There is concern about viruses in the families spreading as global warming expands the range of the arthropods that carry the viruses, international travel increases, and insect-abatement measures ebb, given the toxicity associated with pesticides.

"These viruses are not statically evolved as well," Diamond said, "so periodically we see epidemics of these viruses." The 2016 Zika virus epidemic "came out of nowhere and started to cause congenital disease in parts of South America," he said.

So the goal is to do research on vaccines and antibody-based therapeutics to protect against infections. But Diamond said the goal is not necessarily to develop drugs or vaccines.

"The goal is to develop platforms so that we can respond," he said. "If we make products, that's great, and I think that the NIH would like to see us do that, meaning we have target prototype viruses within each family that we're going to use to test out strategies, to develop platforms that then can be used in a modular, plug-and-play format so you can rapidly respond to an emerging (virus) in that family."

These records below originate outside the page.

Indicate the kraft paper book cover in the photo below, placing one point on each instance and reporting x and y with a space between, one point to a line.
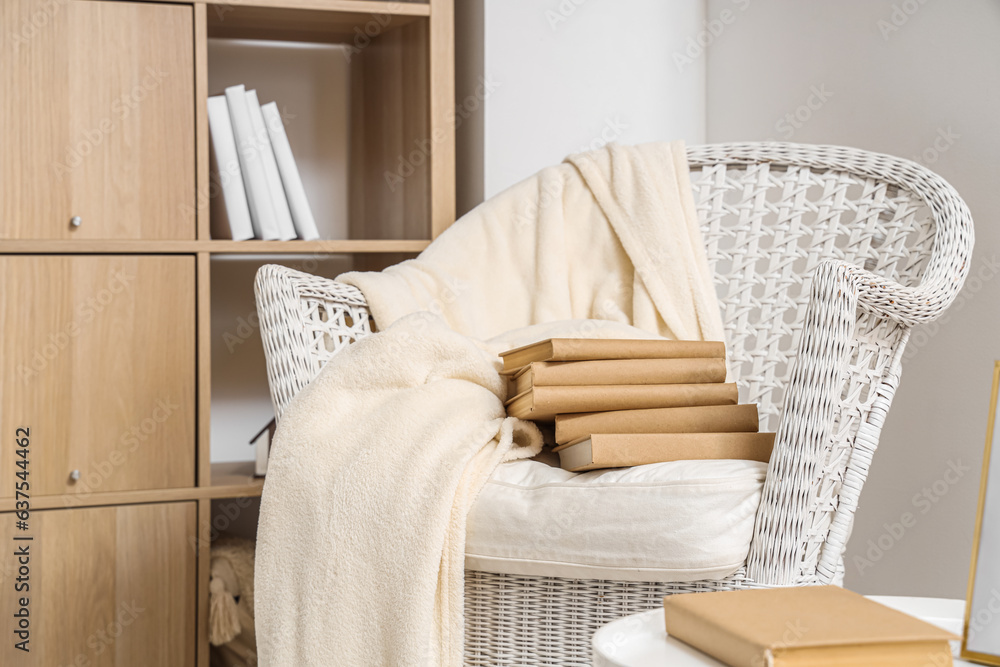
571 429
620 450
543 403
807 626
580 349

Diamond said, "How are we going to be prepared for a new pandemic of something that we don't know that might be related to something that we do know? That's the first thing."

Secondly, if researchers have success with the prototype viruses they're studying, they may be able to make products and accelerate development. But the grant funding does not include human trials: It instead funds all the pre-clinical and optimization studies, hopefully yielding a platform on which researchers could rapidly and efficiently target new emerging epidemics.

Different labs are trying different things, creating multiple research platforms for viruses in the same family to see which one works the best; research could then be applied to other viruses of the same family. Antibody therapies that would specifically fight particular viruses could be used to similarly fight similar viruses.

Diamond said there is hope for two more years of study funding beyond the three each has been funded, dependent upon government allocations and research progress.